By Susan J. Landers — Posted July 13, 2009
Washington -- Low-income Americans and members of racial and ethnic minority groups continue to experience disproportionately higher rates of disease, fewer treatment options and reduced access to care, according to a report released June 9 by the Dept. of Health and Human Services.
According to the report, 48% of African-American adults have a chronic disease compared with 39% of the general population. Eight percent of white Americans develop diabetes, while 15% of African-Americans and 14% of Hispanics develop the disease. Hispanics were a third less likely than whites to receive counseling on obesity, and African-Americans were 15% more likely to be obese than whites.
Health officials said the findings show the need for action to eliminate health care disparities.
"Now it's time for Democrats and Republicans to come together to pass reforms this year that help reduce disparities and give all Americans the care they need and deserve," HHS Secretary Kathleen Sebelius said in a statement. "Minorities and low-income Americans are more likely to be sick and less likely to get the care they need. These disparities have plagued our health system and our country for too long."
The report contained no surprises for Carolyn Barley Britton, MD, president of the National Medical Assn., which represents African-American physicians. The association has been tracking the health of African-Americans during the past 10 years and found that disparities have gotten worse in some areas.
"Rates of HIV infection have worsened, and the obesity and diabetes data are very serious," Dr. Britton said.
Calls to end disparities
Some groups are urging health care leaders and lawmakers to consider such disparities as they draft health system reforms. Among them is the Commission to End Health Care Disparities, which was established five years ago by the American Medical Association and the NMA. The National Hispanic Medical Assn. later joined the commission.

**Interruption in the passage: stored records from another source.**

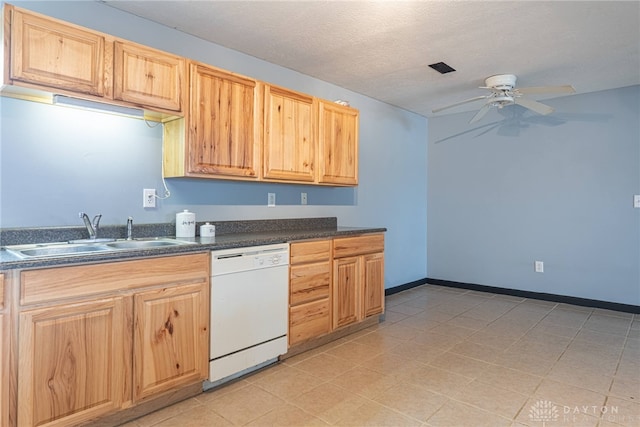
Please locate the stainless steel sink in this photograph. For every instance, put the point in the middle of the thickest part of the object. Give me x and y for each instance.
(61, 249)
(55, 249)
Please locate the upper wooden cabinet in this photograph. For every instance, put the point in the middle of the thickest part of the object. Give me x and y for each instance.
(223, 136)
(338, 144)
(218, 124)
(148, 76)
(50, 53)
(289, 135)
(54, 56)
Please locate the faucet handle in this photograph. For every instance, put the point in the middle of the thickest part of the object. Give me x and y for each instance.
(96, 221)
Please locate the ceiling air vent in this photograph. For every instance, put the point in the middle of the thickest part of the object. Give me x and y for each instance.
(441, 67)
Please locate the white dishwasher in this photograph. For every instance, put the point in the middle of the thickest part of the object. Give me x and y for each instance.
(249, 310)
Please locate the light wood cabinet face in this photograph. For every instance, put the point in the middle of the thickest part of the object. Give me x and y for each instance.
(289, 135)
(309, 320)
(346, 291)
(224, 135)
(373, 285)
(338, 144)
(71, 364)
(309, 282)
(309, 290)
(49, 53)
(358, 278)
(171, 338)
(148, 77)
(4, 369)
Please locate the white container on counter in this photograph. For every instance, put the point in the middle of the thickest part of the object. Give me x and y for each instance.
(207, 230)
(185, 224)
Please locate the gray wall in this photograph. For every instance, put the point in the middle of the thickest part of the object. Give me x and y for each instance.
(515, 188)
(57, 161)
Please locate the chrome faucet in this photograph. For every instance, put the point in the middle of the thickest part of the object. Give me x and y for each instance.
(92, 228)
(130, 228)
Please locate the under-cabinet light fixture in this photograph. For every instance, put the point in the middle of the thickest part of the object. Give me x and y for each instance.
(97, 106)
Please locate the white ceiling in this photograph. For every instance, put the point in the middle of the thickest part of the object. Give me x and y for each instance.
(382, 48)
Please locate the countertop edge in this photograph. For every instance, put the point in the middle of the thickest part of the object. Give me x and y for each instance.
(226, 241)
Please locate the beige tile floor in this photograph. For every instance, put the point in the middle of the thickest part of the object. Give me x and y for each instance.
(445, 357)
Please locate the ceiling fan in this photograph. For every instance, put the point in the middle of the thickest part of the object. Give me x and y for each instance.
(504, 92)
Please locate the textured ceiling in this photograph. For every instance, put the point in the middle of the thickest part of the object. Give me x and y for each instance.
(382, 48)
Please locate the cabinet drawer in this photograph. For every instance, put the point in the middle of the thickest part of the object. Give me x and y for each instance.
(309, 320)
(309, 282)
(350, 246)
(37, 286)
(314, 251)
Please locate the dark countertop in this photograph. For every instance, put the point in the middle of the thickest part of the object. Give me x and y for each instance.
(256, 237)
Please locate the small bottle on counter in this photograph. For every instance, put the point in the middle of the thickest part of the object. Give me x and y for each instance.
(185, 224)
(207, 230)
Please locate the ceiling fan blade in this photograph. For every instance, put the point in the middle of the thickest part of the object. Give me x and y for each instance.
(480, 114)
(546, 89)
(459, 103)
(534, 106)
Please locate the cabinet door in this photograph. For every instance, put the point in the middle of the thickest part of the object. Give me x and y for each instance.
(224, 133)
(346, 291)
(289, 135)
(309, 320)
(171, 338)
(4, 368)
(49, 53)
(148, 77)
(373, 284)
(338, 144)
(71, 362)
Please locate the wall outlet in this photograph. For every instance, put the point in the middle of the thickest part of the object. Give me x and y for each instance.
(149, 198)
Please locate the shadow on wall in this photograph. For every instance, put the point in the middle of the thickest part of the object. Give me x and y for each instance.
(518, 119)
(187, 191)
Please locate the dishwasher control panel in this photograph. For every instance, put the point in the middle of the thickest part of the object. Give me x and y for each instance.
(227, 261)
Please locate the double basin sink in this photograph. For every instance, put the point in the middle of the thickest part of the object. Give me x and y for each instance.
(79, 247)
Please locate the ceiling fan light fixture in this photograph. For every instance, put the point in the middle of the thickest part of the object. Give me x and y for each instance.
(442, 68)
(501, 100)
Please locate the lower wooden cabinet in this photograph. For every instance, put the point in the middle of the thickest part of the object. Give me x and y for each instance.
(170, 338)
(334, 283)
(71, 366)
(309, 290)
(373, 284)
(358, 278)
(4, 353)
(95, 339)
(346, 290)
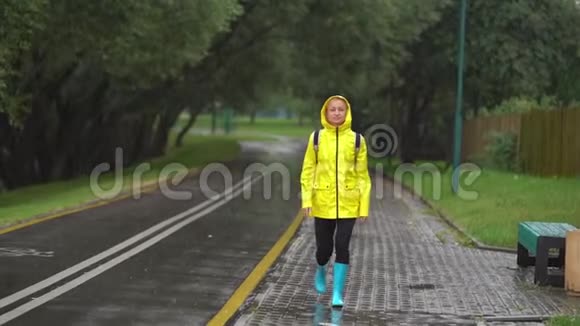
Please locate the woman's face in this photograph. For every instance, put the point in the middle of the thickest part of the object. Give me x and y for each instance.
(336, 112)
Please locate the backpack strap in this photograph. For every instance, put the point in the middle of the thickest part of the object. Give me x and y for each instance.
(356, 146)
(316, 136)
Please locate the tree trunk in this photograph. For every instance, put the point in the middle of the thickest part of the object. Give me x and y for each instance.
(192, 117)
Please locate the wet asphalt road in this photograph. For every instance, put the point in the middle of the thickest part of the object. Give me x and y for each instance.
(183, 279)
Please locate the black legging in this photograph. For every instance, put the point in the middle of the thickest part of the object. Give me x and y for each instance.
(324, 229)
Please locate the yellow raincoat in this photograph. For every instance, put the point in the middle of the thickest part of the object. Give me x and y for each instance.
(335, 187)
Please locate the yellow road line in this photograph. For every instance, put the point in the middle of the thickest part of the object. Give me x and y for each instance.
(251, 282)
(145, 188)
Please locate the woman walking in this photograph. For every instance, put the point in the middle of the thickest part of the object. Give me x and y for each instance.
(335, 187)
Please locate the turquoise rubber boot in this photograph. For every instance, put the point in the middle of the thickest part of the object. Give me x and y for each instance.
(320, 279)
(340, 272)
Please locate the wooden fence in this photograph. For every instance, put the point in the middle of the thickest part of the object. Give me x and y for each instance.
(548, 141)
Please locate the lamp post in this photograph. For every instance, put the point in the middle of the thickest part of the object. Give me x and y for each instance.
(459, 100)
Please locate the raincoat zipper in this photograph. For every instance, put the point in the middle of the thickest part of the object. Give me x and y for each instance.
(337, 173)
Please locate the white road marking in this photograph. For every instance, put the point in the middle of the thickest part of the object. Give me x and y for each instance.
(20, 310)
(113, 250)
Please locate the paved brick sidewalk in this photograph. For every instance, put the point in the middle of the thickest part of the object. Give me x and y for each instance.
(401, 273)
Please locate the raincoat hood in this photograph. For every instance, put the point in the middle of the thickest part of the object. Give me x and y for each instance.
(347, 121)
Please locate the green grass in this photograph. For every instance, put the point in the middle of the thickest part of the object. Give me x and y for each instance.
(564, 321)
(503, 200)
(261, 126)
(29, 201)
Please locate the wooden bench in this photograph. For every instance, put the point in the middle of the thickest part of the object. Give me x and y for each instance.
(535, 241)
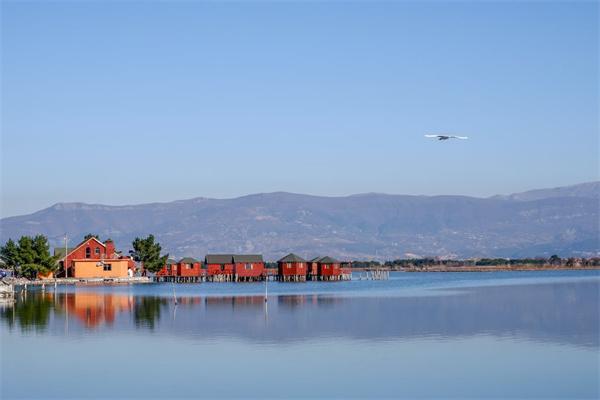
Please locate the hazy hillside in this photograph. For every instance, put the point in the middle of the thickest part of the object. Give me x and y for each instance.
(541, 222)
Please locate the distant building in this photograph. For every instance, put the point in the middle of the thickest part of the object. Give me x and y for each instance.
(292, 268)
(93, 259)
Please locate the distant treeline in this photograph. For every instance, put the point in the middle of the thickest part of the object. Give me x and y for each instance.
(423, 262)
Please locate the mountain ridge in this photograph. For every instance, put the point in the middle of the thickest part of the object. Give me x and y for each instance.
(363, 226)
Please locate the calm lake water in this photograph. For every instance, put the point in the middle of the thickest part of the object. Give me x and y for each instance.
(426, 335)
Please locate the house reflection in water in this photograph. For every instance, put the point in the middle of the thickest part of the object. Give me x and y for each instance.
(95, 309)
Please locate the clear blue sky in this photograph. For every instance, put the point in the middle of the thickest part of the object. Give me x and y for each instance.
(131, 102)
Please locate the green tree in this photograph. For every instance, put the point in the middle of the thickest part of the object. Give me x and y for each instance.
(30, 256)
(147, 252)
(9, 253)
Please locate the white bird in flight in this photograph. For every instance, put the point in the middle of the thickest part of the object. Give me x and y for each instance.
(446, 137)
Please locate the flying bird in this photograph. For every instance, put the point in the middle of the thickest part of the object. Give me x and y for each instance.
(446, 137)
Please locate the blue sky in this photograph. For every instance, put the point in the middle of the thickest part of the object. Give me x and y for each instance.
(131, 102)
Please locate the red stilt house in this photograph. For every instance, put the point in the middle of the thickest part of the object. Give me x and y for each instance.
(329, 269)
(292, 268)
(219, 267)
(312, 269)
(170, 268)
(248, 267)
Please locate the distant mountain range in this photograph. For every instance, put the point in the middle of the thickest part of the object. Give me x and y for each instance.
(562, 221)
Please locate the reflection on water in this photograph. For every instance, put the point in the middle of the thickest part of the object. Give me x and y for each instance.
(562, 313)
(513, 341)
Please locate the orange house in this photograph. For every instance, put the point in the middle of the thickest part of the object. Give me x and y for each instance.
(108, 268)
(94, 259)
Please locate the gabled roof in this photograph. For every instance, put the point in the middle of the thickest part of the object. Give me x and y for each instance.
(188, 260)
(60, 252)
(219, 258)
(72, 249)
(292, 258)
(248, 258)
(328, 260)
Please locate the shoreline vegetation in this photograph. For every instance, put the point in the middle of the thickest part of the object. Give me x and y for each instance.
(29, 260)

The commission has urged President Obama to assess all health reform proposals for their potential to eradicate disparities. "We are committed to the elimination of health care disparities and look forward to working with you on this critically important effort," the commission wrote in an April letter to the president.
Members of the Congressional TriCaucus, formed by the Black, Hispanic and Asian-Pacific congressional caucuses, introduced the Health Equity and Accountability Act of 2009 on June 9 outlining the groups' priorities for health reform. Key among them is the elimination of racial and ethnic disparities. They recommend addressing cultural concerns such as credentialing for medical translators and ensuring adequate reimbursement for language and translation services.
The HHS report said African-Americans are more likely to develop and die from cancer than members of any other racial or ethnic group. It cited data from a 2008 Commonwealth Fund report showing that African-American men are 50% more likely than white men to have prostate cancer and colorectal cancer.
Half of Hispanics and more than a quarter of African-Americans do not have a regular doctor, compared with one in five whites, the report said.
Dr. Britton said African-American physicians generally practice in communities with a majority of African-American patients, and they often enter primary care, leaving a lack of specialists.
"We have some areas of the country where the African-American specialists can be counted on one hand," she said.